TypeScript at a Glance — A Language a Day, Advent Calendar Day 1/24

About this ‘A Language a Day’ Advent Calendar

Andrew Shitov. A Language a Day

This article became a part of my book ‘A Language a Day’, which you can get in both electronic and paper format. Languages covered in the book: C++, Clojure, Crystal, D, Dart, Elixir, Factor, Go, Hack, Hy, Io, Julia, Kotlin, Lua, Mercury, Nim, OCaml, Raku, Rust, Scala, and TypeScript.

Learn more where to get the book

Welcome to Day 1 of this year’s A Language a Day Advent Calendar. Today’s topic is introduction to the TypeScript programming language.

Facts about the language

Some facts about TypeScript:

  • TypeScript is a superset on top of JavaScript
  • The source code compiles to plain JavaScript
  • There is static type checking
  • Using types is optional
  • Appeared in 2012
  • Developed by Microsoft
  • Website: www.typescriptlang.org

Installing and running TypeScript

If you have node.js runtime installed on your computer, installing TypeScript is a single command:

$ npm install -g typescript

To compile the program, run its compiler:

$ tsc program.ts

This command generates a JavaScript file program.js that you can execute either directly from the command line, or via a web browser as you usually do with the JavaScript code.
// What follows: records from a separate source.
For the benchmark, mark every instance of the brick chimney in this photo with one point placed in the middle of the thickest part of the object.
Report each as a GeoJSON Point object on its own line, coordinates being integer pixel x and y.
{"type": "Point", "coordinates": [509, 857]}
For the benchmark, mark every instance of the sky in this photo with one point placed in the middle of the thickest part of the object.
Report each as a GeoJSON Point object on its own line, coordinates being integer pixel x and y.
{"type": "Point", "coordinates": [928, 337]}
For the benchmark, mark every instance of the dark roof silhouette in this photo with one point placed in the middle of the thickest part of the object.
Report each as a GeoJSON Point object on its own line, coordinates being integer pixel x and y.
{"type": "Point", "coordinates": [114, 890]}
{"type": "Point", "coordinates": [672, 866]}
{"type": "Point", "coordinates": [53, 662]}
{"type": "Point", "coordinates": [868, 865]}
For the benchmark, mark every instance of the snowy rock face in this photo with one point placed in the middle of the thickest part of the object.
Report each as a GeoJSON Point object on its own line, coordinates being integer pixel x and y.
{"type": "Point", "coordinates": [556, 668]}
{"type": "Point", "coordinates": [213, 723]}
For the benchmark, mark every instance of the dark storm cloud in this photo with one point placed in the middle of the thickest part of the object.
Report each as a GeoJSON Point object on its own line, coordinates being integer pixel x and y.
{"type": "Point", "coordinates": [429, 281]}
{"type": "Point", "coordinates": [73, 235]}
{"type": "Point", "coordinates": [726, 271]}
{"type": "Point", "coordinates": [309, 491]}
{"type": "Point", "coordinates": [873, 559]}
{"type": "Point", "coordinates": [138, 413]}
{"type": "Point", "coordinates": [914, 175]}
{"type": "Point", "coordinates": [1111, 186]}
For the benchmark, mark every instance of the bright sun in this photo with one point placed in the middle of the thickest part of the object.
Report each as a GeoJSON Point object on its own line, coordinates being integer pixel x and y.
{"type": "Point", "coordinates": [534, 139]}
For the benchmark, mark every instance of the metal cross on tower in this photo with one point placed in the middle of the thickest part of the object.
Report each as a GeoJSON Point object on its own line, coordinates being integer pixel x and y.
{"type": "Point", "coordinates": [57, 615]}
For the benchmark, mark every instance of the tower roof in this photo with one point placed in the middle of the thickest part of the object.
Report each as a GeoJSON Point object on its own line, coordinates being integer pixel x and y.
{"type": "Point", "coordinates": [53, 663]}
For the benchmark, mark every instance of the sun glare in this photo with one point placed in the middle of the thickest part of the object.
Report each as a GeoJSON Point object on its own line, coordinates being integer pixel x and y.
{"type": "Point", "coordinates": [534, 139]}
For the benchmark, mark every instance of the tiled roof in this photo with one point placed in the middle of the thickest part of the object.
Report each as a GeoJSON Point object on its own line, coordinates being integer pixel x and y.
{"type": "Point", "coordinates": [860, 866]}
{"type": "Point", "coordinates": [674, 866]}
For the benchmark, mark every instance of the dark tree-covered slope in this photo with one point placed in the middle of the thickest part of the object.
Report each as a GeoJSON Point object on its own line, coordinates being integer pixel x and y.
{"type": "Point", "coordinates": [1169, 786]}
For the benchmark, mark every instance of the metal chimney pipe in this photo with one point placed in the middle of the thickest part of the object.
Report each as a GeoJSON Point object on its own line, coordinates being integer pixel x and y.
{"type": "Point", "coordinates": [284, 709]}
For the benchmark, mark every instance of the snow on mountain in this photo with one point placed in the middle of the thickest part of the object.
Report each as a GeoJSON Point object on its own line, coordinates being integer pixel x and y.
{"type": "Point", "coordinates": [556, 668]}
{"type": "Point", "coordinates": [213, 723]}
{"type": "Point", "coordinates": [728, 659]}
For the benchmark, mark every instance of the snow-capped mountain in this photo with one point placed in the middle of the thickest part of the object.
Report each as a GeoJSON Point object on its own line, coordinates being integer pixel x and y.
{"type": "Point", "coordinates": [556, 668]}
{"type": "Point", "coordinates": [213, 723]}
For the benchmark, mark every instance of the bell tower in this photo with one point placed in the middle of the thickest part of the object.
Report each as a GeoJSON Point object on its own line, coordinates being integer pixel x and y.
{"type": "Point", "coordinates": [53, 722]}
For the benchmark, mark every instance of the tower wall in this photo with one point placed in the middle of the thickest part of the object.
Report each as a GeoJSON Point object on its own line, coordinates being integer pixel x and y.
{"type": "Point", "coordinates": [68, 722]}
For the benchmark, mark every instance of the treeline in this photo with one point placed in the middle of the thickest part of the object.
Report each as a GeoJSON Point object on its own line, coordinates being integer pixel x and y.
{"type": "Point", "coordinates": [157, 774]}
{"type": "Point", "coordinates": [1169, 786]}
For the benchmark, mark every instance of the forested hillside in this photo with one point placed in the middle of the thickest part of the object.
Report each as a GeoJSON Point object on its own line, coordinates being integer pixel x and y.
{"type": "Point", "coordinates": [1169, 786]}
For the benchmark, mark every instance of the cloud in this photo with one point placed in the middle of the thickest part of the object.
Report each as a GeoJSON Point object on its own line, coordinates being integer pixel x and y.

Here is how you run it via node.js in terminal:

$ node program.js

Hello, World!

Here is the minimal program that prints a phrase to the console.

console.log('Hello, World!');

Variables

You create variables by using one of the keywords: let or const. Actually, var is also available, but let it stay in JavaScript. So, let creates a variable, while const — a constant.

let question = 'What is... ?';
const answer = 42;

You can specify the type of your variable by annotating it:

let question2: string = 'What is... ?';
const answer2: number = 42;

(Redefining the same name is an error in TypeScript, unlike JavaScript.)

Functions

A function can look like a traditional JavaScript function created with the function keyword:

function personal_greeting(name) {
    return "Hello, " + name + "!";
}

const my_name = "John";
console.log(personal_greeting(my_name));

Although it is wiser to add type annotations to specify the type of both parameters and the return value. You can omit the return type if it is obvious that it can be deduced by the compiler (it can be omitted in the following example).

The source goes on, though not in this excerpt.